We studied the pit, only Varrin brave enough to let his feet touch the face-covered floor. The mimics he stepped on smiled up at him, and the faces seemed to delight in the abuse. It was... weird.
“Why does it always have to be a hole?” Varrin asked, waving at the dark opening. “One where we can’t see the bottom?”
“It’s always down,” I said. “That gives us either a hole or stairs. Holes are quicker.”
“Ladders,” said Nuralie. Pause. “Holes, stairs, or ladders.”
“Sounds like a drinking game,” I said.
“What about a lift?” asked Etja.
“Like an elevator?”
“Yes! You could use an underground river or something to turn a water wheel, and use that to create an elevating or descending platform.”
“We’ll add it to the list,” I said. “Holes, stairs, ladders, and lifts.”
“Now it sounds like a card game,” said Xim.
“Why?!” screamed a face. “Why are you talking?! Go down! Go down!”
I held up a finger to shush the face. Surprisingly, it piped down.

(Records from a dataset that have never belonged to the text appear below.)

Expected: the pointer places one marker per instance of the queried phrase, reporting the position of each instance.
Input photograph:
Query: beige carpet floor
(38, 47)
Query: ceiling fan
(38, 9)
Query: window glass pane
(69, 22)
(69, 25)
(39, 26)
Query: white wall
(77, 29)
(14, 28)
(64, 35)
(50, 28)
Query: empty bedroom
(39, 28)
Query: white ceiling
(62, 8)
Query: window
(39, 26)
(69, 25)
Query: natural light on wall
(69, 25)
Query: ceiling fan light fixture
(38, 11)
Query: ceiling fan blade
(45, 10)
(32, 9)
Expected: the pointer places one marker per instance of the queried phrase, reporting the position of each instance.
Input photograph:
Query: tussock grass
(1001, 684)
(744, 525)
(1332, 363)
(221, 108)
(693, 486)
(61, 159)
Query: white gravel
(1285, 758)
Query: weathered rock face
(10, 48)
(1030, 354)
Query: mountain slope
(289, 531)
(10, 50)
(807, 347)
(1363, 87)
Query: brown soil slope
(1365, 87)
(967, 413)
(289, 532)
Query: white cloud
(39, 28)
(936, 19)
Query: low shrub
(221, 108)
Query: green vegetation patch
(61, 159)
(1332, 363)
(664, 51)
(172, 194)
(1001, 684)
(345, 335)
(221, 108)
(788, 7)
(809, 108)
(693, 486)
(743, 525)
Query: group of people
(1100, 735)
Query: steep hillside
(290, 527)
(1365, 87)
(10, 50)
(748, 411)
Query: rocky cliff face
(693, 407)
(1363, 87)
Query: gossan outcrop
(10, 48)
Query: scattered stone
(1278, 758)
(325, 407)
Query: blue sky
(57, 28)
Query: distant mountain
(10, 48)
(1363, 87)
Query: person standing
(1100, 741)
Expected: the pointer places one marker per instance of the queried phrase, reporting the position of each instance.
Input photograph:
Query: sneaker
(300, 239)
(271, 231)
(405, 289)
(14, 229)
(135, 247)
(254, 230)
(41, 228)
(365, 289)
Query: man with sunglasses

“What do we think?” I asked.
“I’m not staying here,” said Xim, looking around at the faces in annoyance. “If I want to be in a room of countless faces screaming nonsense at me, I can just go home.”
“The objective is to reach the obelisk,” said Varrin, “and then ‘conquer the challenge that awaits us.’” He sighed. “Seems as good a place as any to look for the obelisk room.”
“A hungry giant invites you down its gullet,” I said. “It’s warm inside, and no enemy will ever reach you.”
“Are you quoting something?” asked Xim.
“Nope,” I said. “Just explaining the situation to myself.” I rolled my right shoulder, working out some stiffness. “Alright, let’s go.”
And so we jumped merrily into the belly of the beast.